La Cour de justice fonde sa décision sur le principe fondamental de neutralité de la TVA, en rappelant d’abord la condition tenant à l’existence d’un lien direct et immédiat (A), avant d’appliquer ce critère de manière large en assimilant les coûts de gestion du fonds aux frais généraux de l’employeur (B).

A. Le rappel du critère du lien direct et immédiat

La Cour rappelle, de manière classique, que le régime des déductions vise à soulager entièrement l’entrepreneur du poids de la TVA due ou acquittée dans le cadre de ses activités économiques. Ce droit à déduction suppose en principe l’existence d’un « `lien direct et immédiat entre une opération particulière en amont et une ou plusieurs opérations en aval ouvrant droit à déduction` ». Sans ce lien, la déduction n’est pas possible.

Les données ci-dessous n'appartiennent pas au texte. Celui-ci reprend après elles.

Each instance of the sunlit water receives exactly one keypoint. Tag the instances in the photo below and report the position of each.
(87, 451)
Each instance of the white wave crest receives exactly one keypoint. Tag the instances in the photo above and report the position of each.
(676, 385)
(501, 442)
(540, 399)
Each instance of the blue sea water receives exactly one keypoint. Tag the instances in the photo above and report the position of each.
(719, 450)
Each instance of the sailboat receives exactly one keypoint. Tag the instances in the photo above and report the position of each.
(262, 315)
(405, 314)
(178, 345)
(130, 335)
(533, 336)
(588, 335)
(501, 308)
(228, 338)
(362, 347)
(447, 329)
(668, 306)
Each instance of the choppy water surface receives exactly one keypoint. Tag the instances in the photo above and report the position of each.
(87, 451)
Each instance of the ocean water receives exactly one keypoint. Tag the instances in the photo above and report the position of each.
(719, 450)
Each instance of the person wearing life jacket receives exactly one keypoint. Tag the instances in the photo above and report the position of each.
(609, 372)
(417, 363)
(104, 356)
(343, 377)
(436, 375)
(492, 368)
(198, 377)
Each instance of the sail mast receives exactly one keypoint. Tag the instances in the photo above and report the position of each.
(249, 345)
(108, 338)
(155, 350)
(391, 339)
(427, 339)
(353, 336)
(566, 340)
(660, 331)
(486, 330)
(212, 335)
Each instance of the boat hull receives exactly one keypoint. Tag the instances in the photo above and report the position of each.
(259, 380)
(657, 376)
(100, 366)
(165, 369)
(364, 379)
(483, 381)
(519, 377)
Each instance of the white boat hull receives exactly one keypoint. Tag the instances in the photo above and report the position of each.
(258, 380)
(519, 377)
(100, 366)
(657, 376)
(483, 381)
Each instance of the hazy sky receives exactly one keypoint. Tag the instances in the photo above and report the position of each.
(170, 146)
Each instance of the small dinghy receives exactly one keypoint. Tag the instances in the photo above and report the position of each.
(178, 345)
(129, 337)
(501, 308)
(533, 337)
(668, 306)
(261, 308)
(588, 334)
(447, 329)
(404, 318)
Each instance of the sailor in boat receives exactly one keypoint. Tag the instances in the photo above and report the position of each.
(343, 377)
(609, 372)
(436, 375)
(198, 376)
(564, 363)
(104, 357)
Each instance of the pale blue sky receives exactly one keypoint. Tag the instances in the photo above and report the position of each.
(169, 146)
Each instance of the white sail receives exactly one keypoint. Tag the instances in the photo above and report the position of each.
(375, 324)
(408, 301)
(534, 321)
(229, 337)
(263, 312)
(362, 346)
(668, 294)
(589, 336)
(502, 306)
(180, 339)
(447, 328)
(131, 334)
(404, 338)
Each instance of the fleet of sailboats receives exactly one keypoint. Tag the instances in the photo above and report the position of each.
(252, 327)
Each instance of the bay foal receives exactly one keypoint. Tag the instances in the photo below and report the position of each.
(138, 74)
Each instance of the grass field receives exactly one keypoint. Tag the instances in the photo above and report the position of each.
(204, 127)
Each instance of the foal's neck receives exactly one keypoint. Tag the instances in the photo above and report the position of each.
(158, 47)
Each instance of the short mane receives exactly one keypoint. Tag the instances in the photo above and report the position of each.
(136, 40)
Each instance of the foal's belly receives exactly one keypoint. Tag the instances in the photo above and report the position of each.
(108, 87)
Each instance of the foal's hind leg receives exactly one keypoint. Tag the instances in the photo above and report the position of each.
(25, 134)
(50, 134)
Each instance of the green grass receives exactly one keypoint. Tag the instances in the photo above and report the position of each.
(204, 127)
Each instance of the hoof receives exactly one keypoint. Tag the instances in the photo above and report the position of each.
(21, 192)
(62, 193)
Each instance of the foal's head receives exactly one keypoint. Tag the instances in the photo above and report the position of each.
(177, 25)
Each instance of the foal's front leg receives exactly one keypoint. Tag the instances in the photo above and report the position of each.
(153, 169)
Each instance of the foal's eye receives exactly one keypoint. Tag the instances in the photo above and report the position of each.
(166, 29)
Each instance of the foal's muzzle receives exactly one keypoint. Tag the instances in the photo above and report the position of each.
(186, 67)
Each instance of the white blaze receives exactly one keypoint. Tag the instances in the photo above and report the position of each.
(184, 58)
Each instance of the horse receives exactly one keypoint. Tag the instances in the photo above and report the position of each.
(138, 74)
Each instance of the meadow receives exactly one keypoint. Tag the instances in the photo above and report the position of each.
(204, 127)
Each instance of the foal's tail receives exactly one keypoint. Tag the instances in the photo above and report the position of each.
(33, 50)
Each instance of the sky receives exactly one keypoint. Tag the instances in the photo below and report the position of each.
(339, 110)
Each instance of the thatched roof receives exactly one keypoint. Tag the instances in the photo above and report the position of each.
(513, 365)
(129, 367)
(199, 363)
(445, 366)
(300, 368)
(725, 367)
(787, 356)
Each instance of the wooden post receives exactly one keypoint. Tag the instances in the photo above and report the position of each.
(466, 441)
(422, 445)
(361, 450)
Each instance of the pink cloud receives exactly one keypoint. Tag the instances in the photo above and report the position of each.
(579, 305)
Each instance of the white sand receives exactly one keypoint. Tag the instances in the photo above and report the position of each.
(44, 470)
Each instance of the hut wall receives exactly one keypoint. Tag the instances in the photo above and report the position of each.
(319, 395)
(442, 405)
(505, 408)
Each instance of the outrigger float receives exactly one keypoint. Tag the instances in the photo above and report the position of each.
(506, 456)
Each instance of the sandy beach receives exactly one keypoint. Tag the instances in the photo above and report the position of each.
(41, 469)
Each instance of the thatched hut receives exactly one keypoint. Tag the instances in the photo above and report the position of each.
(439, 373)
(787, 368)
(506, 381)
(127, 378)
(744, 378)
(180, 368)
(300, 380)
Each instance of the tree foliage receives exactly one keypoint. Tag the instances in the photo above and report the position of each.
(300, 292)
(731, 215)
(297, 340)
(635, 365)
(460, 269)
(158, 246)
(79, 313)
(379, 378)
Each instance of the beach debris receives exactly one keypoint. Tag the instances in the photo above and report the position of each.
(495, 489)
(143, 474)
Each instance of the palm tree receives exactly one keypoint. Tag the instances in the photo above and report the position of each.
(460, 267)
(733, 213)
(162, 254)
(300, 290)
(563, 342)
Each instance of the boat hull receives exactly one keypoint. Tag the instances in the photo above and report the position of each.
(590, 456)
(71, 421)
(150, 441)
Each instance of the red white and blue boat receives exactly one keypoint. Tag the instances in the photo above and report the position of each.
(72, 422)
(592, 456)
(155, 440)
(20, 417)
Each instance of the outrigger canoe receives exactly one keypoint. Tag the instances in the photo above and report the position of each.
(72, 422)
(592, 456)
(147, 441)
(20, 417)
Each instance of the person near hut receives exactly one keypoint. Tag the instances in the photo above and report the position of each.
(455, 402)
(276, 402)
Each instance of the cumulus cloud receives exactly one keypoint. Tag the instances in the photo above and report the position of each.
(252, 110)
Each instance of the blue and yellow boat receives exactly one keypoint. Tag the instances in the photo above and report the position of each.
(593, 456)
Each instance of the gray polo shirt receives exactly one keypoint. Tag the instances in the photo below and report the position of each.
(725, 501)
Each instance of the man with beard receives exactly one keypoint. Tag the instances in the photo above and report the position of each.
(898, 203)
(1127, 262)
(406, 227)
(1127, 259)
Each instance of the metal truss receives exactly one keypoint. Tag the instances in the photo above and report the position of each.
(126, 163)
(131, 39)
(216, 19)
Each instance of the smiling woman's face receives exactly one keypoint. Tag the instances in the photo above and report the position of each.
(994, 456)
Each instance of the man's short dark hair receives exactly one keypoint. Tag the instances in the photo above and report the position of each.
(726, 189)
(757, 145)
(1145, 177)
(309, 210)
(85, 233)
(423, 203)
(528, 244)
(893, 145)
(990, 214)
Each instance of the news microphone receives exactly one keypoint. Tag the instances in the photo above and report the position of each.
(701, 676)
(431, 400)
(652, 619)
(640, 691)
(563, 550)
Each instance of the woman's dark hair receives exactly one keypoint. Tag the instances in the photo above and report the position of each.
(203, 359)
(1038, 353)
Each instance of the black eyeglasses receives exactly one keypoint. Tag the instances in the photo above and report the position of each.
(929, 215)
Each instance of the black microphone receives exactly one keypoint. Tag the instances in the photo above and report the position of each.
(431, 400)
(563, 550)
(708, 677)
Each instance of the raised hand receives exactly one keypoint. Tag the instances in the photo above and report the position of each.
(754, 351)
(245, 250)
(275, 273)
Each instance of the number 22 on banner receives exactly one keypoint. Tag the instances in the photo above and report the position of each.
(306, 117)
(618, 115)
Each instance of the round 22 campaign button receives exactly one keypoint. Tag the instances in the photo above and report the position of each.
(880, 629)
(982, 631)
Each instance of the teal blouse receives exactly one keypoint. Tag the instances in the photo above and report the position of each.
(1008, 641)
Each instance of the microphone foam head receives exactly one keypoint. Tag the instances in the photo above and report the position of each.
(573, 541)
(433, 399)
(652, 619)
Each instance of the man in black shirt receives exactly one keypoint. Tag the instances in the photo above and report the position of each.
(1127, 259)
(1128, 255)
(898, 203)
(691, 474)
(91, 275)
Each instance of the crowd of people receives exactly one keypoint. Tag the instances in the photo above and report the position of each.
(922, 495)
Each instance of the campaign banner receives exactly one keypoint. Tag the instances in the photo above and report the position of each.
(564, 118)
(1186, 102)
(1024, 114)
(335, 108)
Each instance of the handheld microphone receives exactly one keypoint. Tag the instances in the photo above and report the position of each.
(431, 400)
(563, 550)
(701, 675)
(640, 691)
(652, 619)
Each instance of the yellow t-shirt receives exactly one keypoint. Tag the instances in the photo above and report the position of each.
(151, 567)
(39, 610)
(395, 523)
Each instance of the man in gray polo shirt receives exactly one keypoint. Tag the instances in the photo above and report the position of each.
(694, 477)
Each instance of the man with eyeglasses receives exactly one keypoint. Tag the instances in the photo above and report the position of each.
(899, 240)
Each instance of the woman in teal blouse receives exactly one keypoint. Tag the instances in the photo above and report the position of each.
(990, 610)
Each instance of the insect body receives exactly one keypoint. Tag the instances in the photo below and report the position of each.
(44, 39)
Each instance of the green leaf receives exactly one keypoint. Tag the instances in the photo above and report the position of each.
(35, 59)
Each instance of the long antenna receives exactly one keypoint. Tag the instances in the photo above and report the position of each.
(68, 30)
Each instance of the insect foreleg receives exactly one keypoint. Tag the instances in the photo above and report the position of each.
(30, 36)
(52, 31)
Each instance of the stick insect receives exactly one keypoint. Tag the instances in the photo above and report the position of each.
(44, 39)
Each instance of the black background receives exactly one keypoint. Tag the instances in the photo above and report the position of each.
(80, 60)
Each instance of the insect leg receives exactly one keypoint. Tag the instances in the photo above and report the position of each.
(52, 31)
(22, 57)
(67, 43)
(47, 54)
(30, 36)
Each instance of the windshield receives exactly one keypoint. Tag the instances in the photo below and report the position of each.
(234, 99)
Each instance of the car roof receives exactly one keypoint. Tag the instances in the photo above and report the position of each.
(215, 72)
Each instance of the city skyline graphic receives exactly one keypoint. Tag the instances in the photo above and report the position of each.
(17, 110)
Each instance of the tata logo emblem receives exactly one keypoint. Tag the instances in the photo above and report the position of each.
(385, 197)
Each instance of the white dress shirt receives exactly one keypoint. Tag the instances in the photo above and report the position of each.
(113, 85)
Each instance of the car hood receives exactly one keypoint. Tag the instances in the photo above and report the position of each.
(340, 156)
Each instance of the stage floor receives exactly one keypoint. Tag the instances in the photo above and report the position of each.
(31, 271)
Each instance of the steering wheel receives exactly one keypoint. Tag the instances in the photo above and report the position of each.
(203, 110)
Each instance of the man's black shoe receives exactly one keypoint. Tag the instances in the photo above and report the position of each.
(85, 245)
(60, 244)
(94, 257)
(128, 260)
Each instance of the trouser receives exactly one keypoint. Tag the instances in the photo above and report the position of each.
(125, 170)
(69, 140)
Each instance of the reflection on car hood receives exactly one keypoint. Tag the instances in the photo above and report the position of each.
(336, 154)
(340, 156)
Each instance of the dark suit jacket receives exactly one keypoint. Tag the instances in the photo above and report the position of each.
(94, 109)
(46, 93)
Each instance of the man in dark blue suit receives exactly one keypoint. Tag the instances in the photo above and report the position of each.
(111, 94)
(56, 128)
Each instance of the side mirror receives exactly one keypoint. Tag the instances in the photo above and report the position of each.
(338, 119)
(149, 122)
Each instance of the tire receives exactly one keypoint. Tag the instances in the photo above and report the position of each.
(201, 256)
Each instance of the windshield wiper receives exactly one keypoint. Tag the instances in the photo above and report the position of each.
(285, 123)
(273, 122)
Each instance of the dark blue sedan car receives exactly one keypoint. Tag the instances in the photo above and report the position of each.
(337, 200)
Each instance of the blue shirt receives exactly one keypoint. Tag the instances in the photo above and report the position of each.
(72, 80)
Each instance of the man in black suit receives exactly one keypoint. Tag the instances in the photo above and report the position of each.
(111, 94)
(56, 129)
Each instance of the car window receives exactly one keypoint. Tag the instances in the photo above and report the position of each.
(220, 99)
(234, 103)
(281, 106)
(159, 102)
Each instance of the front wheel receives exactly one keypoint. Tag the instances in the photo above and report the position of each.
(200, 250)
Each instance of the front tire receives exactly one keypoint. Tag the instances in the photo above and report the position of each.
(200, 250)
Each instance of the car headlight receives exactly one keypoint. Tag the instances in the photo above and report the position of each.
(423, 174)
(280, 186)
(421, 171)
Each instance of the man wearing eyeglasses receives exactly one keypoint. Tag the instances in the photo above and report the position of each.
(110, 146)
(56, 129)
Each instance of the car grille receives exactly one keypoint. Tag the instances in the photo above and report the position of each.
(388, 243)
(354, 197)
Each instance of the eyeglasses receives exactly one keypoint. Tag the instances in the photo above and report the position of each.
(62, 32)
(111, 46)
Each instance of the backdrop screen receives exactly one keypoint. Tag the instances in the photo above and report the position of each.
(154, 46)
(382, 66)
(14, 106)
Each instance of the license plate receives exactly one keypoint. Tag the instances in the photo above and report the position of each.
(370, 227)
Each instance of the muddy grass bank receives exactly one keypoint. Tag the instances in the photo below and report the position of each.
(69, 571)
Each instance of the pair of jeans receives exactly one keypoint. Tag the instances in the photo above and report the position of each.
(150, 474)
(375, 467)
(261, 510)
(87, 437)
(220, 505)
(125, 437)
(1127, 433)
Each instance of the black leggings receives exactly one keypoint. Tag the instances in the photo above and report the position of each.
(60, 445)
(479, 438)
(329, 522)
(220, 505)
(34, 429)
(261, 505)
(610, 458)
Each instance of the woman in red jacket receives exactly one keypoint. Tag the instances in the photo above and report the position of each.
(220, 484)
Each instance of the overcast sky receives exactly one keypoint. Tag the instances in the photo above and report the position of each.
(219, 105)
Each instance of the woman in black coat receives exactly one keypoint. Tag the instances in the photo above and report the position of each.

Toutefois, la jurisprudence a admis une exception pour les dépenses qui, sans se rattacher directement à une opération taxée spécifique, font partie des frais généraux de l’assujetti. Pour ces dernières, le droit à déduction est également ouvert lorsque les coûts des services en cause « `sont, en tant que tels, des éléments constitutifs du prix des biens ou des services qu’il fournit` ». Dans une telle hypothèse, ces coûts entretiennent un lien direct et immédiat non pas avec une opération isolée, mais avec l’ensemble de l’activité économique de l’assujetti, ce qui suffit à justifier la déduction de la TVA d’amont.

B. L’assimilation des coûts de gestion du fonds de pension à des frais généraux

L’apport de la décision réside dans l’application de cette notion de frais généraux à la situation particulière d’un fonds de pension juridiquement distinct. La Cour estime que les prestations acquises par l’employeur pour la gestion de ce fonds trouvent leur cause exclusive dans son activité économique. En effet, la constitution du fonds répondait à une obligation légale incombant à l’employeur au titre de la rémunération de son personnel.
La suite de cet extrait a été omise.